Trouble in and around the Sui gasfields and elsewhere and the periodic flare-ups between the Bugti, Mengal and Marri sardars remain a part of the endemic centre-province tussle.

It does become a matter of national shame and gross violation of human rights when it comes to the rape of a lady doctor on duty in a Sui hospital and the official prevarication in dealing with it.

As for the NWFP, the Pathan, despite his popular image as a fanatical jihadi fighter, in the tradition of the Mehdi of Sudan, remains firmly wedded to Pakhtunwali, his traditional code of honour and life.

In the matter of local laws and customs, he would rather adhere to Pakhtunwali than to the canon law. Women are disinherited under the Pakhtunwali contrary to the Sharia, which allows them one-fourth of the family property.

Pakhtunwali, in spirit, underscores the basically secular character and customs of the Pathans. Its three main pillars are, badal (revenge), nanawatae (sanctuary) and melmasti (festivity).

In fact, their jihadi spirit in essence is germane to their traditional code of chivalry and tribal hubris. They must have a duel with a friend or foe on a matter of honour when wise counsels fail.

As for Al Qaeda and Taliban, the origins and emergence of both owe to external factors -- essentially mercenary and foreign-inspired -- than Islamic. But for the US-aided and armed proxy war against the Soviet Union (1979-1989), Al Qaeda and Taliban would have been either totally non-existent or a minimal force hardly to be reckoned with.

As for the 'fundamentalist' threat to Pakistan, it has historically drawn its strength from patronage by a politically weak government of the day rather than from the people at large. The mullahs suffered the military regimes of both Ayub Khan and Yahya Khan.

Hardly any religion-based party, whether Barelavi or Deobandi, is known to have raised a finger against Yahya's plutocracy or Ayub's undisguised secularism, at least until his use of the Kalima in his address to the nation on Sept 6, 1965, the day India invaded Pakistan. The Jamaat did not hesitate to certify the Islamic contents of Yahya Khan's draft constitution framed by Justice A.R. Cornelius.

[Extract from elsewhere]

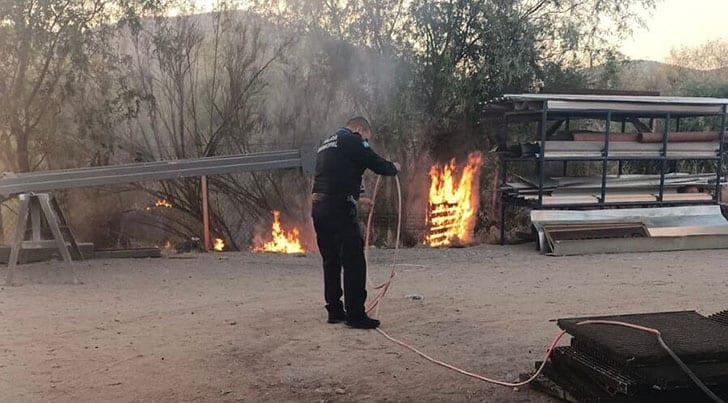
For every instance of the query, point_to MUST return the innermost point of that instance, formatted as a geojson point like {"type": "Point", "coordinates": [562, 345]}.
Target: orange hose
{"type": "Point", "coordinates": [384, 288]}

The 'Islamists' since Zia's 11-year theocentric rule have become a part of Pakistan's socio-political landscape. However, the MMA's great compromise in accepting the Seventeenth Amendment underscored their ideological flexibility to meet their political ends.

The Musharraf regime may not have turned the corner in Pakistan's transition from a theocentric to a politico-economic order based on his 'strategy' of enlightened moderation.

There should be little fear or concern, however, for Pakistan ever going the Taliban way. Pakistanis as a whole are good Muslims backed by a long record of an essentially secular political order unlike Afghanistan.

After Musharraf who sounds more like a rhetorical than a rational query. The American admiral would still maintain that Musharraf "remains at high risk, although no known attempts on his life have occurred since December 2003" - a typical example of a fixed idea or perception attaining a kind of pathology, an obsession not easy to shed.

In Pakistan, an Islamic republic, the 'Islamist' element must stay as a political force. However, to conjure up the prospect of its ever becoming a decisive, defining force in the affairs of the state would be paranoid, plain and simple.

The writer is a retired brigadier of the Pakistan Army.